Config

class nvidia_resiliency_ext.fault_tolerance.config.FaultToleranceConfig(workload_check_interval=5.0, initial_rank_heartbeat_timeout=3600.0, rank_heartbeat_timeout=2700.0, rank_section_timeouts=<factory>, rank_out_of_section_timeout=None, node_health_check_interval=5.0, safety_factor=5.0, rank_termination_signal=Signals.SIGKILL, log_level=20, restart_check_interval=60.0, enable_nic_monitor=True, pci_topo_file=None, link_down_path_template=None)[source]

Bases: object

Configuration of the fault tolerance

  • workload_check_interval [float] periodic rank check interval (in seconds) in rank monitors.

  • initial_rank_heartbeat_timeout [float|None] timeout (in seconds) for the first heartbeat from a rank.

Usually, it takes a bit longer for the first heartbeat to be sent, as the rank needs to initialize. If rank does not send the first heartbeat within initial_rank_heartbeat_timeout, failure is detected.

  • rank_heartbeat_timeout [float|None] timeout (in seconds) for subsequent heartbeats from a rank.

If no rank heartbeat is received within rank_heartbeat_timeout, failure is detected.

  • safety_factor [float] when deducing the timeouts, observed intervals are multiplied by this factor to obtain the timeouts.

  • rank_termination_signal signal used to terminate the rank when failure is detected.

  • log_level log level of fault tolerance components

  • rank_section_timeouts Mapping[str,float|None] timeouts for specific sections in user code.

  • rank_out_of_section_timeout [float|None] the timeout used for implicit/default section, that spans code not wrapped in any other section.

  • restart_check_interval - interval between checks if restart is in progress, needed for layered restart protocol

  • enable_nic_monitor - Enable NIC health monitoring in training.

  • pci_topo_file - PCI topo file that describes GPU and NIC topology.
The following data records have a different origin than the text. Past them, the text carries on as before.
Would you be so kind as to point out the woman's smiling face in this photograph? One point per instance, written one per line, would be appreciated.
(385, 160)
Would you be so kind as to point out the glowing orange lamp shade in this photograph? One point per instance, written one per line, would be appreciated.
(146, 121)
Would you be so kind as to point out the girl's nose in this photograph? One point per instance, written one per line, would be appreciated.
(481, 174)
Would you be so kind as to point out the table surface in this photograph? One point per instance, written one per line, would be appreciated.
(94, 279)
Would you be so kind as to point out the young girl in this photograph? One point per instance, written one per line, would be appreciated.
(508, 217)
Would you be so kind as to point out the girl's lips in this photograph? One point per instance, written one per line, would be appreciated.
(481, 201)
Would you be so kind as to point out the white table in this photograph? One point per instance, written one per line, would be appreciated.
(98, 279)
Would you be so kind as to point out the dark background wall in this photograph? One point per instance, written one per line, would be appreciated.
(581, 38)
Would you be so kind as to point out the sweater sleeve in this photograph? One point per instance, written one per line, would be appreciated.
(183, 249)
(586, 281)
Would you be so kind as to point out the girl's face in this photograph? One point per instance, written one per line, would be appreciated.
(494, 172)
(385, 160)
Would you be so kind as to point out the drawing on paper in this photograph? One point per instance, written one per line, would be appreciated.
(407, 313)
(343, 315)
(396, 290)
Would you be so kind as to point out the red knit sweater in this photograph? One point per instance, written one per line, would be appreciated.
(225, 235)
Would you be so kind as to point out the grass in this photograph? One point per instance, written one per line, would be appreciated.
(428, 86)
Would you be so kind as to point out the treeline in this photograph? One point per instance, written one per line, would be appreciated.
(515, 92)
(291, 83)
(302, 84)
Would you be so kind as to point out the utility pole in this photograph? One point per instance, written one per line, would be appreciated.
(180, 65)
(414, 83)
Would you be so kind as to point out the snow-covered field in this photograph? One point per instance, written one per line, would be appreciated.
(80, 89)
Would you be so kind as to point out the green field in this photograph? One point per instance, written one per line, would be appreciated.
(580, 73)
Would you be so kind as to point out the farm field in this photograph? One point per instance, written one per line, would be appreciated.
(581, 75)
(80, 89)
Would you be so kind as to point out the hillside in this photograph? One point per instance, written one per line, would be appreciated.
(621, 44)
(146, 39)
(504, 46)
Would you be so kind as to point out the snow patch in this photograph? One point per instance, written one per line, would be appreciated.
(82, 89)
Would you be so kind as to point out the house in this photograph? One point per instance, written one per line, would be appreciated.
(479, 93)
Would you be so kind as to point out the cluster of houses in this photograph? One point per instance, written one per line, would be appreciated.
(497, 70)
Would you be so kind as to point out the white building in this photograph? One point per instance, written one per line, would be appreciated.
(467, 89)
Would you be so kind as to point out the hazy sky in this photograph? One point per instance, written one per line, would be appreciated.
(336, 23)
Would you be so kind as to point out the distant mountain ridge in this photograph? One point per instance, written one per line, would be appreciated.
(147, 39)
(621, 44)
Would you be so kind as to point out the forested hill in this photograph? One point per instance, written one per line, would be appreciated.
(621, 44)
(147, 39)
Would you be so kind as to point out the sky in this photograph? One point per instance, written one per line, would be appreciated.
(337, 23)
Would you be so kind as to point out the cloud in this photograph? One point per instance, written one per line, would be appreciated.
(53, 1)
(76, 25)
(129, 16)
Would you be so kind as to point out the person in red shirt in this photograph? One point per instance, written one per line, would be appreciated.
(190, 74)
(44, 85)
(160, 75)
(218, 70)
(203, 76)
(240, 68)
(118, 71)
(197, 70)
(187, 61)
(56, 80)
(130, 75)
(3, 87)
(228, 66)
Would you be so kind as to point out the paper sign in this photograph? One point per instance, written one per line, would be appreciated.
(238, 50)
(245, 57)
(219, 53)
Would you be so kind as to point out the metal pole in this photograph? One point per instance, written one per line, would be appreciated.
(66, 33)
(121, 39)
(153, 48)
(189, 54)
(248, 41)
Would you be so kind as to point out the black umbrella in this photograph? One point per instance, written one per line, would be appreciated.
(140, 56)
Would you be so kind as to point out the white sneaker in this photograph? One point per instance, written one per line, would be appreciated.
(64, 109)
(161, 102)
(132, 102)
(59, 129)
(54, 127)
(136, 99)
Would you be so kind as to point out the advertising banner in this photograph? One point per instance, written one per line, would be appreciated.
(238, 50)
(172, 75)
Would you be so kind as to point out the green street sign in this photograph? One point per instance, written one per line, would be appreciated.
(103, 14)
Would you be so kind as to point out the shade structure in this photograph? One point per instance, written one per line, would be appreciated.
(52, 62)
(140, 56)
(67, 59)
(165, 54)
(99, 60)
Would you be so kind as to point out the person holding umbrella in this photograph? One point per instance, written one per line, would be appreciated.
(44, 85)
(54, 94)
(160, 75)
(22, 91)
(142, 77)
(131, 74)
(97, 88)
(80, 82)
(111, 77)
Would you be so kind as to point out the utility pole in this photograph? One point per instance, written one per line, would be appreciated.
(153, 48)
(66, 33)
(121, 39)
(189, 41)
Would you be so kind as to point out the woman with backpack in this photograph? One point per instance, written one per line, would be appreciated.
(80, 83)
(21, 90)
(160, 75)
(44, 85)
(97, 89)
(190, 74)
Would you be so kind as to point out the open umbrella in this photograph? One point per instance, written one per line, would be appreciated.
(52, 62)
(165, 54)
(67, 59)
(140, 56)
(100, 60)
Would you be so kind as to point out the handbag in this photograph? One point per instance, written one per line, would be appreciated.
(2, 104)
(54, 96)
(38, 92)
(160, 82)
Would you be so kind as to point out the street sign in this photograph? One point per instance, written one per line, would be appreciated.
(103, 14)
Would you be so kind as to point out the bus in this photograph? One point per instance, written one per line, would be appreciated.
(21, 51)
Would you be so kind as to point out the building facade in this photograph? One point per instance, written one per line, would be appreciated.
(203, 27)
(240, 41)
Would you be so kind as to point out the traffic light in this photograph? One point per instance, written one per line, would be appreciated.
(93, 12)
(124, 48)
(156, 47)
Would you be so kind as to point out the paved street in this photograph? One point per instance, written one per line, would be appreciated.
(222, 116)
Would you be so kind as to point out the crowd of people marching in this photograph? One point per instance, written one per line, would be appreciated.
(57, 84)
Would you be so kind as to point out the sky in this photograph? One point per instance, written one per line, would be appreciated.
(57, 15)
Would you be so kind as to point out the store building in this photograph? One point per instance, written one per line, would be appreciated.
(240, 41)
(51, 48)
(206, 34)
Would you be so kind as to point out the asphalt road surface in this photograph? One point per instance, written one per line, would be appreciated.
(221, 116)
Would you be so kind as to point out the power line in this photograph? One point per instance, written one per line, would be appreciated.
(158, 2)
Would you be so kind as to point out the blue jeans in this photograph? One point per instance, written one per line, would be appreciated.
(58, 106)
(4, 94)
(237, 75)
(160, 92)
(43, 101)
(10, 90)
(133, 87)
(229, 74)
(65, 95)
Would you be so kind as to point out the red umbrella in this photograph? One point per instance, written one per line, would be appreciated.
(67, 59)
  • link_down_path_template - Template path for NIC link down files. Should contain ‘{dev_name}’ placeholder which will be replaced with actual NIC device name.

If any timeout is None, it has no effect (as if it was +INF). All timeouts can be deduced and set during runtime.

Parameters:
  • workload_check_interval (float)

  • initial_rank_heartbeat_timeout (float | None)

  • rank_heartbeat_timeout (float | None)

  • rank_section_timeouts (Mapping[str, float | None])

  • rank_out_of_section_timeout (float | None)

  • node_health_check_interval (float)

  • safety_factor (float)

  • rank_termination_signal (Signals)

  • log_level (int)

  • restart_check_interval (float)

  • enable_nic_monitor (bool)

  • pci_topo_file (str | None)

  • link_down_path_template (str | None)

static from_args(args, cfg_file_arg=None, ft_args_prefix='')[source]

Init FT config object from parsed CLI args.

Implements the following logic: - Use default FT config as a base. - If there is a config file argument defined, first try to read the FT config from the file. - Update the FT config with FT args provided via CLI. - If can’t read from file and there are no related args in CLI, raise an exception.

Parameters:
  • args (argparse.Namespace) – Parsed arguments

  • cfg_file_arg (str, optional) – Name of the argument that contains the FT config YAML file. Defaults to None - do not try to read from file.

  • ft_args_prefix (str, optional) – Prefix of the FT related args. Defaults to empty str - assume no prefix.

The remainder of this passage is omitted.